10 of 11 people found the following review helpful
on January 10, 2007
This book blew me away. I started my adventure into submarine warfare by reading about the USS Tang, Wahoo, etc., and the US Pacific Submarine Campaign. I decided to buy this book to see how the "other side" conducted their U-Boat war in the Atlantic. From start to finish, this book was well worth the money.
There are many things compelling about this book - and I am sure other reviewers will talk about them - but the biggest single thing to me was that the author actually wrote about his feelings and experiences inside and outside of the submarine. Claiming to not be a Nazi (he enlisted in the navy because he loved to sail and loved his country), his experiences are heartwrenching and paint a picture of what it was like to be a soldier (and citizen) of a nation that was losing a war when the leaders cared more about protecting thier myth than the lives of their soliders.
To me, "The Rise and Fall of the Third Reich", the "Fall of Berlin" and this book are three of the must reads of WWII. That way you can get a very educational and factual glimpse inside the mindset of the country that allowed Hitler to take over; the battle that effectively ended the Reich and resulted in Germany being torn apart for 40 years; and a very personal account of how a soldier watched everything he knew disappear.
Buy it. You won't be disappointed.
11 of 13 people found the following review helpful
on July 15, 2006
Anyone who has read more than one first-person account of submarine warfare in WWII will find this book interesting. It was written by one of three U-Boat captains who survived the war. It confirms that the German High Command never realized the Allies were reading their Ultra signals. It demonstrates that Germany's failure to introduce new types of submarines caused Germany's demise. It reveals Donitz's relation to his men, superb, aloof, aristocratic. It includes many hair-raising exploits, such as the mining of Chesapeake Bay. It establishes that the crash depth of U-Boats was at least 270 meters. And it's written in very good English, since the author emigrated to the U. S. after the war. Of particular interest is the author's treatment as a P.O.W. The French were as vicious and vindictive as Germans, coercing men to serve in the Foreign Legion under threat of starvation.

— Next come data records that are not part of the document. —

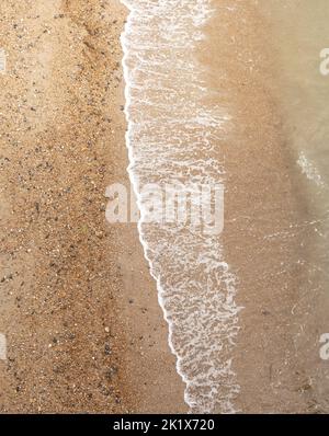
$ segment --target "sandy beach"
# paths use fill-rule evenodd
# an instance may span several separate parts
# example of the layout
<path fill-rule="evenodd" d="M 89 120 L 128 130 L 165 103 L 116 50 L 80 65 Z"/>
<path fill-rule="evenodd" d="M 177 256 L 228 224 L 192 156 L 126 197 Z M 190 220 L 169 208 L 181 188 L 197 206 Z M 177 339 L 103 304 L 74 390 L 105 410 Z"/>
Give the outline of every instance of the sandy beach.
<path fill-rule="evenodd" d="M 128 185 L 110 3 L 1 2 L 2 413 L 185 411 L 136 226 L 105 221 Z"/>

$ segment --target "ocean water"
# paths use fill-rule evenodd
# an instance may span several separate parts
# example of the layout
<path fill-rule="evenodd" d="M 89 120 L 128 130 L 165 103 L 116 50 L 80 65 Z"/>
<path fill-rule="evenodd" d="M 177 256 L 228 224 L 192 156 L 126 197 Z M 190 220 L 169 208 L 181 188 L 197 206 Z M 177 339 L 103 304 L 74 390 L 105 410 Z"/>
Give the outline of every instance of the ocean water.
<path fill-rule="evenodd" d="M 209 0 L 124 0 L 122 35 L 131 181 L 141 213 L 140 241 L 157 280 L 169 344 L 192 412 L 234 412 L 231 368 L 238 332 L 237 277 L 220 234 L 193 223 L 148 222 L 143 187 L 225 186 L 215 144 L 230 114 L 207 105 L 195 50 L 213 14 Z"/>
<path fill-rule="evenodd" d="M 128 172 L 141 213 L 140 241 L 157 282 L 169 324 L 169 345 L 186 385 L 185 401 L 191 412 L 232 413 L 240 391 L 239 375 L 232 369 L 241 309 L 236 303 L 240 283 L 235 265 L 227 263 L 220 234 L 209 234 L 189 221 L 149 222 L 149 204 L 143 195 L 147 184 L 163 190 L 178 182 L 196 190 L 201 185 L 227 186 L 229 174 L 218 147 L 230 134 L 236 116 L 230 113 L 234 102 L 231 106 L 211 103 L 207 74 L 197 60 L 205 26 L 216 12 L 214 8 L 222 3 L 122 1 L 129 9 L 122 35 L 126 142 Z M 263 15 L 268 28 L 273 80 L 266 83 L 266 92 L 281 114 L 277 128 L 295 162 L 292 180 L 300 210 L 298 221 L 288 229 L 292 242 L 286 243 L 300 241 L 296 259 L 290 262 L 303 266 L 304 282 L 292 310 L 291 322 L 296 326 L 294 359 L 305 362 L 320 404 L 326 402 L 328 377 L 326 363 L 319 360 L 318 342 L 329 329 L 329 74 L 322 74 L 320 66 L 321 53 L 329 45 L 329 3 L 248 3 Z M 234 14 L 238 4 L 242 2 L 232 0 L 231 4 L 225 2 L 225 8 Z M 290 284 L 284 286 L 290 289 Z"/>

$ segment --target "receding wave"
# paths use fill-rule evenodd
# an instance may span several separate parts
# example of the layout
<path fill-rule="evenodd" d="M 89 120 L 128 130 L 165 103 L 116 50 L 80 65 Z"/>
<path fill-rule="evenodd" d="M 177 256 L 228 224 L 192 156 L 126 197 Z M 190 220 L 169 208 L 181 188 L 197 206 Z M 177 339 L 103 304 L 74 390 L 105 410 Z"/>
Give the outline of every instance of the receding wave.
<path fill-rule="evenodd" d="M 195 56 L 211 1 L 122 1 L 129 9 L 122 35 L 126 141 L 140 241 L 191 412 L 230 413 L 239 391 L 231 368 L 239 308 L 220 236 L 189 222 L 148 222 L 140 192 L 150 183 L 225 185 L 214 145 L 226 135 L 230 114 L 205 103 L 207 88 Z"/>

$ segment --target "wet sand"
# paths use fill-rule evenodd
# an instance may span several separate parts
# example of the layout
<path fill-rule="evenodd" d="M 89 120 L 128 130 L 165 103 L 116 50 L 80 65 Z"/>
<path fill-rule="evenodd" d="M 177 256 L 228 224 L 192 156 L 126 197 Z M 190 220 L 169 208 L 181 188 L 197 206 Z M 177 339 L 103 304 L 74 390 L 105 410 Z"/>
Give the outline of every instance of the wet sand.
<path fill-rule="evenodd" d="M 111 1 L 3 1 L 0 411 L 180 412 L 183 386 L 136 227 L 105 221 L 125 183 Z"/>

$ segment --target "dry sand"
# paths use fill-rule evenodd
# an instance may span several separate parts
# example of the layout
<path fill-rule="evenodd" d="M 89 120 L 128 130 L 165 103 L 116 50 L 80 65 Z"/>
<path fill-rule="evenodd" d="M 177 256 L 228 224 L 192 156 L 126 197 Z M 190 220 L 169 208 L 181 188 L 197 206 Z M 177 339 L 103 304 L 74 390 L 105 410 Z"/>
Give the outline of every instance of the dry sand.
<path fill-rule="evenodd" d="M 118 1 L 4 0 L 0 412 L 180 412 L 183 385 L 128 186 Z"/>

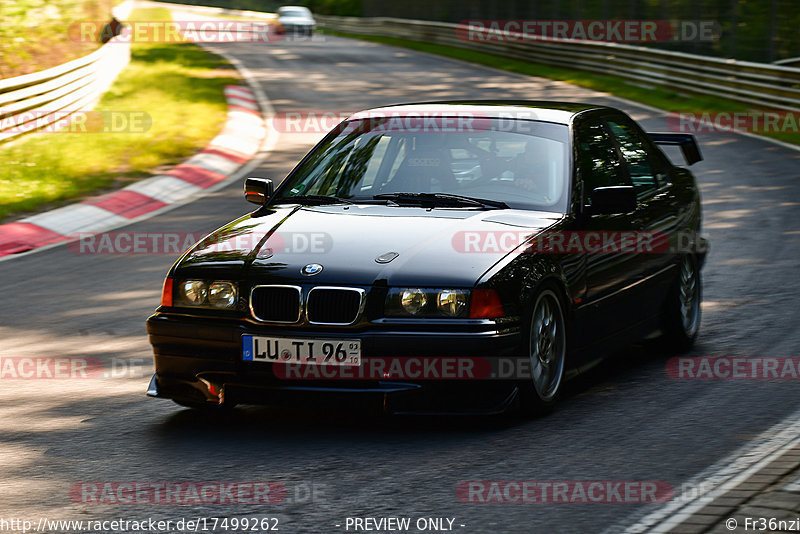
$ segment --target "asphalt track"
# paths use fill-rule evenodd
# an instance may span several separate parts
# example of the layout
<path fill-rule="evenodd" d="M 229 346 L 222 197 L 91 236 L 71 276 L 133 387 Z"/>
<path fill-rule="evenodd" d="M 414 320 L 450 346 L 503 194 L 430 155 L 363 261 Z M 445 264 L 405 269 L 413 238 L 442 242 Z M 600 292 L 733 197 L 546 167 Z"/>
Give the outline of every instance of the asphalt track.
<path fill-rule="evenodd" d="M 277 112 L 559 99 L 619 106 L 646 129 L 666 130 L 658 113 L 588 90 L 392 47 L 331 37 L 214 47 L 251 70 Z M 253 174 L 282 178 L 319 137 L 282 135 Z M 693 171 L 712 249 L 691 354 L 798 356 L 800 152 L 727 134 L 699 140 L 705 161 Z M 124 230 L 201 233 L 247 211 L 233 184 Z M 672 355 L 649 344 L 570 384 L 558 410 L 537 420 L 377 419 L 335 406 L 244 407 L 210 419 L 144 396 L 144 321 L 174 259 L 58 246 L 0 263 L 0 355 L 89 356 L 124 375 L 0 380 L 0 518 L 271 516 L 282 532 L 333 533 L 345 531 L 348 517 L 449 517 L 460 532 L 600 532 L 658 505 L 468 504 L 455 490 L 471 480 L 657 480 L 679 492 L 800 405 L 796 380 L 672 379 Z M 96 505 L 69 494 L 86 481 L 254 480 L 284 484 L 287 500 Z M 316 498 L 306 495 L 309 485 Z"/>

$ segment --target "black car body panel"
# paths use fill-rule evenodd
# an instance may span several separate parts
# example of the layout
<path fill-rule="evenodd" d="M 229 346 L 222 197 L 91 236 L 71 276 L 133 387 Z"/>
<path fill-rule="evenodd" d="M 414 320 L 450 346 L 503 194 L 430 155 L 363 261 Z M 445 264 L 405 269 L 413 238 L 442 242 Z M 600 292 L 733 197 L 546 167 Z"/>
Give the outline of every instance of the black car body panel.
<path fill-rule="evenodd" d="M 173 303 L 178 289 L 169 286 L 173 293 L 167 305 L 147 321 L 155 354 L 149 394 L 189 404 L 275 404 L 289 399 L 313 404 L 320 397 L 355 396 L 364 399 L 354 400 L 356 403 L 377 399 L 383 409 L 396 412 L 496 412 L 513 404 L 518 380 L 415 380 L 391 373 L 357 380 L 295 380 L 275 372 L 275 366 L 281 364 L 243 360 L 242 336 L 358 339 L 362 359 L 367 362 L 412 356 L 524 359 L 533 300 L 542 287 L 552 287 L 566 315 L 570 374 L 660 328 L 681 258 L 691 255 L 699 268 L 707 249 L 698 235 L 699 192 L 688 170 L 673 165 L 638 125 L 611 108 L 553 102 L 437 102 L 424 106 L 478 109 L 489 117 L 521 110 L 534 113 L 536 121 L 568 128 L 563 140 L 569 157 L 562 171 L 564 209 L 484 209 L 367 200 L 319 205 L 292 202 L 289 188 L 293 184 L 298 187 L 303 172 L 311 172 L 310 165 L 321 164 L 319 154 L 326 143 L 330 146 L 332 139 L 349 139 L 342 137 L 340 126 L 338 133 L 329 134 L 303 159 L 266 205 L 210 234 L 175 263 L 168 277 L 176 284 L 228 281 L 237 285 L 238 294 L 229 309 L 218 310 Z M 424 106 L 398 109 L 427 109 Z M 351 119 L 360 120 L 358 114 Z M 387 144 L 388 154 L 392 145 Z M 595 154 L 598 150 L 606 151 L 608 164 L 603 159 L 606 156 Z M 459 183 L 469 183 L 470 172 L 481 172 L 469 170 L 469 158 L 457 163 L 453 162 L 452 168 L 454 174 L 462 173 Z M 483 165 L 475 167 L 488 167 Z M 588 191 L 616 185 L 616 179 L 621 184 L 632 183 L 636 209 L 593 214 Z M 377 183 L 378 178 L 375 180 Z M 506 181 L 498 178 L 494 183 L 503 188 L 508 186 Z M 616 254 L 531 248 L 543 236 L 589 232 L 651 232 L 667 239 L 669 245 L 657 253 Z M 470 253 L 459 245 L 458 239 L 465 233 L 515 234 L 519 239 L 511 240 L 509 246 L 486 246 Z M 307 266 L 321 270 L 304 274 Z M 299 288 L 287 290 L 289 294 L 299 292 L 296 320 L 259 320 L 251 294 L 261 285 Z M 305 309 L 309 292 L 326 287 L 350 288 L 363 295 L 354 320 L 341 324 L 310 320 Z M 504 313 L 477 318 L 392 316 L 387 313 L 387 302 L 390 292 L 398 288 L 453 288 L 472 291 L 473 296 L 476 290 L 491 290 L 499 296 Z M 442 392 L 449 394 L 439 395 Z"/>

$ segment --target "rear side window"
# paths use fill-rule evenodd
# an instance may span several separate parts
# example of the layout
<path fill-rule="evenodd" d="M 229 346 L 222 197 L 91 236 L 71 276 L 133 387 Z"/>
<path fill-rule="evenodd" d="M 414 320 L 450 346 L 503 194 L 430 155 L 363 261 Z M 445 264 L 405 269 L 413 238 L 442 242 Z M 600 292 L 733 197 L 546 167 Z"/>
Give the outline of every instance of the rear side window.
<path fill-rule="evenodd" d="M 630 185 L 611 135 L 601 121 L 578 127 L 578 166 L 584 184 L 586 204 L 592 203 L 597 187 Z"/>
<path fill-rule="evenodd" d="M 647 154 L 644 140 L 636 128 L 628 121 L 613 118 L 607 120 L 608 127 L 619 143 L 622 157 L 628 165 L 631 183 L 639 195 L 658 189 L 653 163 Z"/>

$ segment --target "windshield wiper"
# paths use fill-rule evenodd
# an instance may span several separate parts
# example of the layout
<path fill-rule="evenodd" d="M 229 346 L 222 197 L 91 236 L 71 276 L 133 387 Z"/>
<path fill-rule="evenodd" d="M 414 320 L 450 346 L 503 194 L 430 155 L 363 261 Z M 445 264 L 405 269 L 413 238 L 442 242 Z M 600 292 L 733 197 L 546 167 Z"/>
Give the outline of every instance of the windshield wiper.
<path fill-rule="evenodd" d="M 509 209 L 508 204 L 499 200 L 467 197 L 451 193 L 382 193 L 372 197 L 376 200 L 406 200 L 428 204 L 447 204 L 450 206 L 478 206 L 485 209 Z"/>
<path fill-rule="evenodd" d="M 283 197 L 276 199 L 279 202 L 291 202 L 297 204 L 355 204 L 346 198 L 331 197 L 327 195 L 296 195 L 293 197 Z"/>

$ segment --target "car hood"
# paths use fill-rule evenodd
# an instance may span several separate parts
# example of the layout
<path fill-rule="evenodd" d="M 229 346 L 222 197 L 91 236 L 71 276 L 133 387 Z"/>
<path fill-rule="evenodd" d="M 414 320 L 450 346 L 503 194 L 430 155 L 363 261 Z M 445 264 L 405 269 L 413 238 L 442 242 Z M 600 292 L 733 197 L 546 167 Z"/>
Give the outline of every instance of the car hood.
<path fill-rule="evenodd" d="M 283 16 L 278 17 L 281 24 L 314 24 L 314 19 L 309 17 Z"/>
<path fill-rule="evenodd" d="M 259 283 L 471 287 L 562 215 L 523 210 L 336 205 L 279 207 L 242 217 L 200 241 L 176 277 Z M 301 269 L 319 264 L 306 276 Z"/>

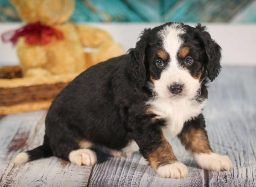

This book portrays a resourceful man overcoming challenges where failure brought death. What Robert J. Casey (the first correspondent to go on patrol with a U. S. submarine) said about American boats applies to U-Boats as well, "The most impressive thing about these submarines was the men in them, and the most impressive man on board was the Captain." As this book shows, the same was true for U-Boats.
11 of 13 people found the following review helpful
Herbert Werner's book has been printed many times, a testament to its writing and story. Werner joined the German Navy at the outset of World War II, and was able to rise through the ranks fo this extremely dangerous calling to command his own U-Boats by the end of the war. Werner writes his account from a chronological perpsective, from the early, easy successes to the end of the war and the bleak outlook Germany had ahead of them. Key events like the "Happy Time," the sinking of the Bismarck, the Battle of Britain and operation Sea Lion figure in, as do the attacks on Pearl Harbor, D-Day, and the waning days of the war.
Iron Coffins also exudes humanity, finding fault with the Nazi high command and the naval leadership that caused too many losses, weakened morale, and doomed Germany's effort. The title itself refers to Werner's view of the U-boats as floating deathtraps for most of their crews (perentage-wise, German U-boat crews had one of the top positions in any list of potential losses).
Werner was lucky to survive, given his job, and we are luckier still to have his account of U-boat work in World War II.